Two more perfect forges orphaned in one morning. Every push to a parked peer was answered with a disconnect — about 140 connection cycles of churn — so at forge time, once again, nobody was listening.
Root cause
The push always advertised the newest block, skipping intermediates. From the peer's perspective a header arrived whose parent it had never seen — a ChainSync continuity violation, answered the only correct way: disconnect.
Fix
The contiguous push walk: track each connection's candidate tip and push exactly the next block — N+1, N+2, N+3 — one protocol cycle each. The forged block arrives as just another step of the walk, ≤300 ms after sealing.
Protocols encode assumptions, not just messages. The peer wasn't being difficult — it was being correct. The first canonical block through the full designed mechanism arrived 16 minutes after this fix deployed.
After the Zig 0.16 cutover, the node forged and propagated canonical blocks — but reported them as unknown, and quietly under-detected ~26% of its own leader slots.
Root cause
The 0.16 compatibility shim's global I/O context shipped with a failing allocator. Zig 0.16's process-spawn path allocates argv/envp before forking — so every child process (the curl calls behind the stake and acceptance pollers) died instantly with out-of-memory. 1505 tests passed, because not one of them ever spawned a child.
Fix
A dedicated I/O context with a real allocator and the real environment, used only by the spawn helpers — plus three regression tests that really fork processes, the coverage class whose absence let this ship.

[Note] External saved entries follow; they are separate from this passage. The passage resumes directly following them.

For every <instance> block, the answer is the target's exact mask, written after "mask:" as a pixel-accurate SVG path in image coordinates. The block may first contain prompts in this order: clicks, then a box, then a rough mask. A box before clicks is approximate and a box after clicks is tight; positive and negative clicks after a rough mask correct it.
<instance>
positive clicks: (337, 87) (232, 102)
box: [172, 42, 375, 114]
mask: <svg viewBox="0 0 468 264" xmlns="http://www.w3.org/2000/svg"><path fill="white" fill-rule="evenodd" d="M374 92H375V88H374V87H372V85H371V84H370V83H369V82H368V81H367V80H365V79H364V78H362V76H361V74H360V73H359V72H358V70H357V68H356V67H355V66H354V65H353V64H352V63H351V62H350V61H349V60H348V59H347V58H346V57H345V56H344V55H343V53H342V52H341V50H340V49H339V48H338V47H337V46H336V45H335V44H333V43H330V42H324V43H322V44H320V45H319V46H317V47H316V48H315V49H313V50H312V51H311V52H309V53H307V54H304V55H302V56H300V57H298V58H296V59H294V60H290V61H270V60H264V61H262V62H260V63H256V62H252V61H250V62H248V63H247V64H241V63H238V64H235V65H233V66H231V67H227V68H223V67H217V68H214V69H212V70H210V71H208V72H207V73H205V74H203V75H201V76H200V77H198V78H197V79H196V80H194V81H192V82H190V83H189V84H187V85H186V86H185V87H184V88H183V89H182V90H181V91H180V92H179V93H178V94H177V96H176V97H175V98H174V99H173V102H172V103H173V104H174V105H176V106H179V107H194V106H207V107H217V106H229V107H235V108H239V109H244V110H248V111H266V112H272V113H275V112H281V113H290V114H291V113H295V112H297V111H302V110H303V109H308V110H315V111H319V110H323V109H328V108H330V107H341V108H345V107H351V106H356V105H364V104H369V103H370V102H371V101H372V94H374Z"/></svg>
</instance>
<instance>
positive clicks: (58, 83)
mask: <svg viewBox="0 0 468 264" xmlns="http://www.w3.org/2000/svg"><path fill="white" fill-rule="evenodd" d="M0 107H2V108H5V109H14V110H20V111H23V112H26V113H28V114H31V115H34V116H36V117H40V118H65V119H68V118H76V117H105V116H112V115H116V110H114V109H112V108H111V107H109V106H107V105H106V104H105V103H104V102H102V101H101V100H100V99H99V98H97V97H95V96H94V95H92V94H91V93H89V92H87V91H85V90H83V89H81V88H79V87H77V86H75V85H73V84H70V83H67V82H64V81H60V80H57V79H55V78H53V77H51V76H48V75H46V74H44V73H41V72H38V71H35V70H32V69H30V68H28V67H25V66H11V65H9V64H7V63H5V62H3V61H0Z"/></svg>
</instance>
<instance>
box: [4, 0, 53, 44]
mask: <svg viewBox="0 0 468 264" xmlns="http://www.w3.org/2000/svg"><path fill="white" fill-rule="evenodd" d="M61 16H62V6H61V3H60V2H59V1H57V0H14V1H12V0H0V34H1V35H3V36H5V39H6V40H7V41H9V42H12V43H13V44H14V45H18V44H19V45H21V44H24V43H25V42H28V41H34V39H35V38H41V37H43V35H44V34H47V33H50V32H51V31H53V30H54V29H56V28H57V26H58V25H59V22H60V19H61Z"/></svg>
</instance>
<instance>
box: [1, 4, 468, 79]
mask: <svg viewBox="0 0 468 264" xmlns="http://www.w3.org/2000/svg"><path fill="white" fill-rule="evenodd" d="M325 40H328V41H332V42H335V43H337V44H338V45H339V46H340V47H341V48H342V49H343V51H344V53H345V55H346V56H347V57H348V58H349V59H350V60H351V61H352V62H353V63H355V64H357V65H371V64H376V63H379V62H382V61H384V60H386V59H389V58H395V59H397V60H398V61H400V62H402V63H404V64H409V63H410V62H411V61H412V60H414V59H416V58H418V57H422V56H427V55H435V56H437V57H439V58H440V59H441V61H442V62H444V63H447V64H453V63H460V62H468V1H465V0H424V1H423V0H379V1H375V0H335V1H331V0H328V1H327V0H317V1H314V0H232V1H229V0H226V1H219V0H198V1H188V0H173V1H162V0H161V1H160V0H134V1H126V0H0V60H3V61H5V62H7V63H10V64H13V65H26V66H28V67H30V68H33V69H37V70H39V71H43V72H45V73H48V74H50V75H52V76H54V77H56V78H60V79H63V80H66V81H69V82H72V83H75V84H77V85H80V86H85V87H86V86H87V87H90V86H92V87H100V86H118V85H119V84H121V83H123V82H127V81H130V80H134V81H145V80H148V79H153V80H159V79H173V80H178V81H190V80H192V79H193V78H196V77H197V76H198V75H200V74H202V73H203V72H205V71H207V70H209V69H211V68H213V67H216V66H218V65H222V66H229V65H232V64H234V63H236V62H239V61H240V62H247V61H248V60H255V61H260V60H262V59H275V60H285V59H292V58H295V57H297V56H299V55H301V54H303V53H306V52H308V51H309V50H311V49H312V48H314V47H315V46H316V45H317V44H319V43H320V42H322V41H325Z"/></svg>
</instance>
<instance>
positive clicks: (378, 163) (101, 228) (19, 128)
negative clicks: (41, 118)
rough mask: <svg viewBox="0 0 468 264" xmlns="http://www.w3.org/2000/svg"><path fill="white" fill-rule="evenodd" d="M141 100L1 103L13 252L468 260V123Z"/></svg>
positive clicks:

A green test suite proves only what the tests exercise. The fix was proven by the chain itself: eight consecutive elected slots converted to canonical blocks in the next 24 hours, every internal verdict correct.
The result
What the gold holds together
Thirteen incidents, all verified-closed against live network behavior. An orphan
ledger published in full. A regression test pinning each fix. And a node that, since
the final repair, has converted every elected slot into a canonical
block — including across an epoch boundary.